BITFIT is considering the purchase of new equipment. The equipment costs $360,000, and an additional $120,000 is needed to install it. The equipment will be depreciated straight-line to zero over a 6-year life. The equipment will generate additional annual revenues of $265,000, and it will have annual cash operating expenses of $80,000. The equipment will be sold for $75,000 after 6 years. An inventory investment of $73,000 is required during the life of the investment and will be recovered by the end of the project. The company tax rate is 30 percent, and its cost of capital is 10 percent. What is the project NPV?

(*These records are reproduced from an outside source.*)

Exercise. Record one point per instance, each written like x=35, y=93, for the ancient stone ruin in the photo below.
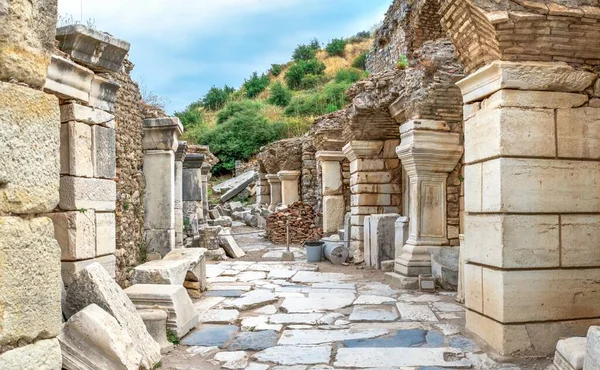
x=468, y=160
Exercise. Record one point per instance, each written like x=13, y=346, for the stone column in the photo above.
x=334, y=207
x=428, y=152
x=160, y=143
x=179, y=158
x=275, y=190
x=289, y=187
x=532, y=205
x=374, y=185
x=205, y=174
x=192, y=190
x=263, y=193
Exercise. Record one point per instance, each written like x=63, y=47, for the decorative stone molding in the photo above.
x=428, y=152
x=97, y=50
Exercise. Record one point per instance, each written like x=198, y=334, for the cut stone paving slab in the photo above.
x=253, y=299
x=318, y=277
x=253, y=341
x=373, y=299
x=219, y=316
x=314, y=304
x=210, y=335
x=395, y=357
x=303, y=337
x=307, y=318
x=295, y=355
x=416, y=312
x=374, y=313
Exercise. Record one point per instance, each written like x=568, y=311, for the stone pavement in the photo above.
x=288, y=315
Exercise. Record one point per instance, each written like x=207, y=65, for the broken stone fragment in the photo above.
x=93, y=339
x=94, y=285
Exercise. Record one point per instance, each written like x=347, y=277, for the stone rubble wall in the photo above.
x=30, y=281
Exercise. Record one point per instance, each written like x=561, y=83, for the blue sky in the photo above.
x=183, y=47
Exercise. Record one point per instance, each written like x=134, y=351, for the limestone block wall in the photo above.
x=30, y=282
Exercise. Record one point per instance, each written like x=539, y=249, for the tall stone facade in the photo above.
x=30, y=280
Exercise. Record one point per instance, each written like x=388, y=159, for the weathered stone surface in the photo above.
x=394, y=357
x=105, y=234
x=76, y=149
x=94, y=285
x=294, y=355
x=592, y=349
x=103, y=152
x=76, y=234
x=70, y=269
x=97, y=50
x=30, y=288
x=42, y=355
x=315, y=336
x=77, y=193
x=81, y=113
x=30, y=137
x=165, y=271
x=92, y=338
x=171, y=298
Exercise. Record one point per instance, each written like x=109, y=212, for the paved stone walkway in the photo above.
x=289, y=315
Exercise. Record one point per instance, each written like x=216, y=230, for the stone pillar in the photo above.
x=275, y=190
x=192, y=191
x=205, y=174
x=160, y=143
x=263, y=193
x=532, y=205
x=179, y=158
x=289, y=187
x=374, y=185
x=334, y=207
x=428, y=152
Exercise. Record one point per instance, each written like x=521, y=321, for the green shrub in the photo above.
x=361, y=61
x=256, y=84
x=276, y=69
x=304, y=52
x=280, y=95
x=295, y=74
x=336, y=47
x=349, y=75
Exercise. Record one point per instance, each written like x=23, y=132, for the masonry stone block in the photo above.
x=103, y=94
x=76, y=234
x=77, y=193
x=30, y=287
x=76, y=149
x=539, y=185
x=578, y=132
x=103, y=152
x=513, y=241
x=69, y=80
x=106, y=238
x=502, y=132
x=30, y=137
x=81, y=113
x=70, y=269
x=97, y=50
x=44, y=354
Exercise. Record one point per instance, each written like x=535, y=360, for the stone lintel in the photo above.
x=545, y=76
x=362, y=149
x=68, y=80
x=97, y=50
x=329, y=155
x=193, y=160
x=180, y=154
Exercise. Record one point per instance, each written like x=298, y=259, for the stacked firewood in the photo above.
x=301, y=225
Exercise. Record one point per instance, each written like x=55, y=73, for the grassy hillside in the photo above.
x=277, y=104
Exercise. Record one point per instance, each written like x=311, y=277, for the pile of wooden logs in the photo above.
x=301, y=225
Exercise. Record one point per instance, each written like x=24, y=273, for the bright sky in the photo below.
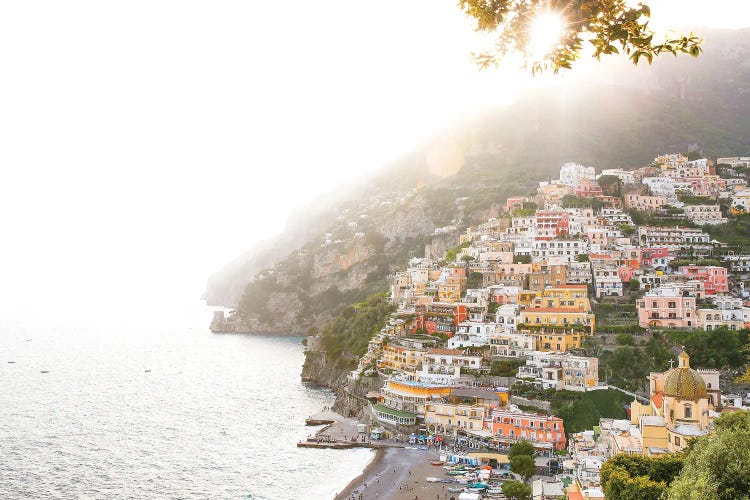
x=143, y=144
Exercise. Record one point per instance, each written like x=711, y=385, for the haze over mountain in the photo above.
x=613, y=115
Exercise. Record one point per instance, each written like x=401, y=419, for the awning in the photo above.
x=479, y=432
x=390, y=411
x=501, y=459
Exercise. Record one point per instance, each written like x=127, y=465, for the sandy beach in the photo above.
x=398, y=473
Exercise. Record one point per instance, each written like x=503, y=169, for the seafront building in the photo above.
x=521, y=286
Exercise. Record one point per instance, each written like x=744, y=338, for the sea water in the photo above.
x=159, y=410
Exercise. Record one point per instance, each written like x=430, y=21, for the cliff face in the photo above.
x=350, y=397
x=341, y=248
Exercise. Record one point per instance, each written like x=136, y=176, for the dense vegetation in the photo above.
x=636, y=477
x=578, y=410
x=345, y=337
x=713, y=467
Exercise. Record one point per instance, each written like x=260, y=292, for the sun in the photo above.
x=544, y=34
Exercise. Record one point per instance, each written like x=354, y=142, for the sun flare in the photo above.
x=544, y=34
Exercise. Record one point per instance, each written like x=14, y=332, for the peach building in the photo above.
x=510, y=424
x=667, y=307
x=714, y=278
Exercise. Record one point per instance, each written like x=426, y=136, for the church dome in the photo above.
x=683, y=382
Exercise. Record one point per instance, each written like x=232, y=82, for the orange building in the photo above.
x=510, y=424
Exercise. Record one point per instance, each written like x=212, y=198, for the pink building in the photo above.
x=654, y=257
x=714, y=278
x=667, y=308
x=551, y=224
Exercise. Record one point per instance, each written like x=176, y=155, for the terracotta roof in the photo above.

Part b. Explain how each of the following inputs is used to calculate initial investment:

  1. Cost of new asset

  2. Installation costs

  3. Proceeds from sale of old asset

  4. Taxes on sale of old asset

  5. Change in net working capita

Solutions

Expert Solution

Year 0 1 2 3 4 5 6
1.Cost of equipment -360000
2.Installation cost -120000
3.Total cost of equipment(1+2) -480000
4.NWC reqd. & recovered -73000 73000
5. After-tax salvage(BV=0) so,(75000*(1-30%)) 52500
Operating Cash flows
6.Incremental revenues 265000 265000 265000 265000 265000 265000
7. Incl. cash opg. Exp. -80000 -80000 -80000 -80000 -80000 -80000
8. Incl.depn.(480000/6) -80000 -80000 -80000 -80000 -80000 -80000
9. Incl.EBIT(sum 6 to 8) 105000 105000 105000 105000 105000 105000
10. Tax at 30%(9*30%) -31500 -31500 -31500 -31500 -31500 -31500
11. NOPAT(9+10) 73500 73500 73500 73500 73500 73500
12.Add back: depn.(row 8) 80000 80000 80000 80000 80000 80000
13. Opg. Cash flow(11+12) 153500 153500 153500 153500 153500 153500
14. Annual FCFs(3+4+5+13) -553000 153500 153500 153500 153500 153500 279000
15. PV F at 10%(1/1.1^ yr.n) 1 0.90909 0.82645 0.75131 0.68301 0.62092 0.56447
16. PV at 10%(13*14) -553000 139545.45 126859.50 115326.82 104842.57 95311.42 157488.23
16. NPV at 10%(sum of row 16) 186374
(ANSWER)
Part b.How each of the following inputs is used to calculate initial investment
i. Cost of new asset -- is the cash outflow spent on purchasing the asset---increases the initial invetsment
ii. Installation costs---adds to the utility value of the asset, the purpose for which the asset was bought-- hence capitalised along with the cost of the asset & depreciated ----- increases the initial invetsment.
iii.Proceeds from sale of old asset--- cash inflow that reduces the amount spent on the new asset---so decreases the initial investment
iv. Taxes on sale of old asset--- it goes to reduce the net proceeds from sale of the old asset--- cash outflow--increases the impact of initial investment
v. Change in net working capital--- cash outflow --incurred to procure working capital for the project--- increases the intial investment.